Chromebook terminal notes — Crostini, VS Code, and common fixes

This page is written for brand-new CS1 students using a Chromebook. It groups common problems by scenario, explains in plain language what is happening and why the fix works, gives exact copy/paste commands, and shows how to verify the fix worked. Every troubleshooting tip includes at least one authoritative link.

Important course versions

  • Java: JDK 25 (Eclipse Temurin by Adoptium). See /setup/setup-jdk/ for downloads and instructions.
  • Gradle: Use the project wrapper — assignments use Gradle 9.2.0.

Quick glossary

  • Crostini / Linux (Beta): ChromeOS’s supported Linux container where you install developer tools (Debian/Ubuntu-like).
  • sshfs / remote: If you’re editing on a remote machine, VS Code can connect via Remote - SSH; this is an advanced option.

Scenario A — I don’t see a Linux (Beta) option in Settings

What you see

  • The Developers / Linux (Beta) option is missing in ChromeOS Settings.

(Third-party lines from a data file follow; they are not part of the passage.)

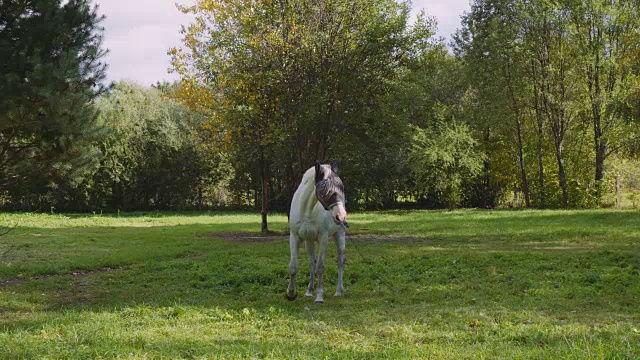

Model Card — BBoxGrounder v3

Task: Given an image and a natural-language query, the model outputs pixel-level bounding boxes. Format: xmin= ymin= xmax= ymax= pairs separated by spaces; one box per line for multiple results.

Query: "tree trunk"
xmin=616 ymin=176 xmax=622 ymax=209
xmin=556 ymin=142 xmax=569 ymax=208
xmin=482 ymin=126 xmax=496 ymax=208
xmin=260 ymin=152 xmax=269 ymax=234
xmin=516 ymin=117 xmax=531 ymax=208
xmin=504 ymin=63 xmax=531 ymax=208
xmin=531 ymin=60 xmax=546 ymax=209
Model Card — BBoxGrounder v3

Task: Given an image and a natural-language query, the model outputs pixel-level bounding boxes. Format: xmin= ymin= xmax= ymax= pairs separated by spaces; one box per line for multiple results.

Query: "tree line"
xmin=0 ymin=0 xmax=640 ymax=228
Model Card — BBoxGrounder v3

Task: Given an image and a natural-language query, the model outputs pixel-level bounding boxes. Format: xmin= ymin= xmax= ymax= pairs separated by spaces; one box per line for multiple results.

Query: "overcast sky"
xmin=99 ymin=0 xmax=469 ymax=85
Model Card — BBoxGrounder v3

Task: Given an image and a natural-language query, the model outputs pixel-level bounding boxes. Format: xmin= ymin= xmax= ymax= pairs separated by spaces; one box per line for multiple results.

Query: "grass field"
xmin=0 ymin=210 xmax=640 ymax=359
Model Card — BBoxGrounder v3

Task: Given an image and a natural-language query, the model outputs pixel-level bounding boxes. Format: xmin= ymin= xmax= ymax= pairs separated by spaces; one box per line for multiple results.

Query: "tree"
xmin=571 ymin=0 xmax=640 ymax=199
xmin=0 ymin=0 xmax=106 ymax=197
xmin=170 ymin=0 xmax=433 ymax=225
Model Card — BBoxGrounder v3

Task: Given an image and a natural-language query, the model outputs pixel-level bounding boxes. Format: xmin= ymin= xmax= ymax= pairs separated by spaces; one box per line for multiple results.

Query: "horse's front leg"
xmin=316 ymin=232 xmax=329 ymax=303
xmin=304 ymin=240 xmax=316 ymax=296
xmin=335 ymin=230 xmax=347 ymax=296
xmin=287 ymin=233 xmax=300 ymax=300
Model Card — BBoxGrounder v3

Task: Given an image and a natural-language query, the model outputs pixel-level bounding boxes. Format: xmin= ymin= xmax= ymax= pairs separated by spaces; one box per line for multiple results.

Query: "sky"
xmin=99 ymin=0 xmax=469 ymax=86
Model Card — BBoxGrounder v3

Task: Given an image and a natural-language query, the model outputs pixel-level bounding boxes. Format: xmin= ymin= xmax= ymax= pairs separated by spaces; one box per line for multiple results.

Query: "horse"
xmin=287 ymin=161 xmax=348 ymax=303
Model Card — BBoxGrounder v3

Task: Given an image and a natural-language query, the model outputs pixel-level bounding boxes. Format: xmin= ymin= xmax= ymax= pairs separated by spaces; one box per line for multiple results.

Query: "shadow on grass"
xmin=0 ymin=212 xmax=640 ymax=338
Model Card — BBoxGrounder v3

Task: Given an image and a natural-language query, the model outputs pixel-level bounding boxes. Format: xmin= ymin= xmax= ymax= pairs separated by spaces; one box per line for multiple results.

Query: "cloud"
xmin=95 ymin=0 xmax=193 ymax=85
xmin=412 ymin=0 xmax=470 ymax=42
xmin=99 ymin=0 xmax=469 ymax=86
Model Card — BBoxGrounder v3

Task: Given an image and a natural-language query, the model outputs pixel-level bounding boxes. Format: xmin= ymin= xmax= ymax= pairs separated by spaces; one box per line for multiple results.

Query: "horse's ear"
xmin=316 ymin=160 xmax=324 ymax=182
xmin=331 ymin=160 xmax=340 ymax=174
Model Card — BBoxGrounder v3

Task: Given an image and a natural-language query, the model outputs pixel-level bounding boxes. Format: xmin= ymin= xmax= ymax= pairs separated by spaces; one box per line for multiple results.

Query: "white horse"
xmin=287 ymin=162 xmax=347 ymax=303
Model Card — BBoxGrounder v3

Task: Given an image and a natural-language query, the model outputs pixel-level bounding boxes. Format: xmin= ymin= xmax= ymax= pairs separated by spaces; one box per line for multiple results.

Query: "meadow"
xmin=0 ymin=210 xmax=640 ymax=359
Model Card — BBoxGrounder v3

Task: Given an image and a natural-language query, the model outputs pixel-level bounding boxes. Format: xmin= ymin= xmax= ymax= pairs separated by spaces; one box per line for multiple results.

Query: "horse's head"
xmin=316 ymin=161 xmax=347 ymax=225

Plain-language explanation

  • Some Chromebooks (managed devices or very old models) don’t support Crostini. You need either a supported device, admin permission, or to use a different workflow (remote development or another machine).

What to try

1) Check device support: https://chromium.googlesource.com/chromiumos/docs/+/HEAD/containers.md 2) If your device is managed (school account), ask your administrator to enable Linux apps.

How to tell it worked

  • After enabling, you will see a Terminal app in your launcher. Opening it gives you a shell prompt like username@penguin:~$.

Authoritative links

  • Chromebook Linux apps (Crostini): https://support.google.com/chromebook/answer/9145439

Scenario B — VS Code not installed inside Linux container or terminal not working

What you see

  • You installed VS Code on ChromeOS but can’t run ./gradlew or java --version in its terminal.

Plain-language explanation

  • VS Code installed on ChromeOS (outside the Linux container) doesn’t have access to the container’s Linux tools. You need VS Code inside the Linux container or use Remote → Connect to the container.

What to do (recommended)

  1. Open the Terminal app (Crostini) and install code-server or the official VS Code .deb inside the container following the VS Code Linux instructions.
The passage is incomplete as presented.